FBI Probes 1.2B Stolen CredentialsWarning over Russian CyberVor Hacking Gang Triggers Investigation
The FBI is pursuing a suspected Russian hacker who claims to have amassed a trove of 1.2 billion unique email and password combinations and who also offered access to hacked Facebook and Twitter accounts (see Security Firm: 1.2 Billion Credentials Hacked).
The FBI's associated application for a search warrant relating to "information associated with email@example.com that is stored at premises controlled by Microsoft," dated Dec. 30, 2014, and executed in January, was made public last week by a federal court in Milwaukee, as Reuters first reported.
The FBI's probe was prompted by Alex Holden, CISO of Milwaukee-based Hold Security, warning in August 2014 that he had discovered "what could be arguably the largest data breach known to date." Hold Security dubbed the group CyberVor - "vor" is Russian for thief - and said the gang amassed the stolen credentials at least in part by scanning websites for known flaws, such as SQL injection vulnerabilities, ultimately amassing 1.2 billion username and password combinations, more than 500,000 email addresses and 4.5 billion records in total.
At the time, however, Hold Security came under fire for appearing to have used the pronouncement to push its paid breach-notification service (see CyberVor Update: Hold Security Responds).

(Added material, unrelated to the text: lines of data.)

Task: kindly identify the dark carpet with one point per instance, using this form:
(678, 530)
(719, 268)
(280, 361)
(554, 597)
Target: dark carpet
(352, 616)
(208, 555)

In the wake of Hold Security releasing its CyberVor warning, the FBI search warrant notes that the bureau contacted Holden to request further details, and notes that he would not detail precisely how he'd amassed the information - citing service-level agreements and competitive concerns - although said he'd obtained it from "self-professed hackers" and databases available on underground cybercrime forums.
Stolen Data: 263 GB
Holden, however, soon shared 263 GB of raw text files with the FBI, writes Eliot Mustell, a special agent for the FBI Milwaukee bureau's Cyber Crimes Task Force, in the search warrant application. "A review of this information revealed text files containing, inter alia: username and passphrase credentials, credit card information, Social Security numbers, email addresses and file transfer protocol (FTP) accounts." The FBI says it also found domain names tied to a known spamming outfit, as well as executable files designed to send spam and exploit SQL injection flaws to dump data from Internet-connected databases.
Two of the test email addresses associated with the malicious applications found by the FBI were "firstname.lastname@example.org" and "email@example.com," the bureau says. Both of those services are run by Microsoft. As the FBI notes, both of the email addresses potentially lead back to people engaged in illegal activities, since "test email addresses allow a spammer to send email to the test accounts to verify that the spam is working correctly ... and troubleshoot any potential issues with the spamming utilities."
The search warrant reports that Microsoft shared subscriber information for firstname.lastname@example.org on Oct. 2, 2014, and listed the registrant as residing in the state of Kursk in southwestern Russia. But the FBI said the email address was registered from an IP address tied to a virtual private server and domain hosting company, which criminals often use to mask their identity, while subsequent log-ins were made from an IP address with a Luxembourg-registered service (see Hacker Havens: The Rise of Bulletproof Hosting Environments).
FBI Hits Hacker Forum
But the FBI notes that "hackers and spammers will frequently reuse online nicknames or monikers in order to create a consistent online identity," and the search warrant says that bureau agents logged onto the Russian hacking forum "exploit.in" and found that a user named "mr.grey" had participated in discussions related to spamming and malware. It says mr.grey also offered to provide hacked accounts for multiple social networking sites, including Facebook, Twitter and VK, which stands for the Russian site VKontakte.
Alex Holden didn't immediately respond to a request for comment on the Reuters report. But Holden tells Reuters that mr.grey's message indicates that he either operated or had access to the database containing the more than 1.2 billion stolen records that he found.
An FBI spokeswoman declined to comment on the status of its investigation.
Insecure Website Warnings Continue
In the wake of Hold Security releasing its report in August 2014, some security experts questioned the veracity of the report, while others used it to warn of widespread website security shortcomings, including the ongoing prevalence of easy-to-exploit SQL injection flaws (see 5 Facts About CyberVor Report).
Indeed, less than one year later, British telecom giant TalkTalk was breached - and customer data stolen - allegedly via a SQL injection attack launched by a gang mostly comprised of teenagers. To date, however, TalkTalk has declined to confirm or deny how its systems were breached, citing an ongoing police investigation.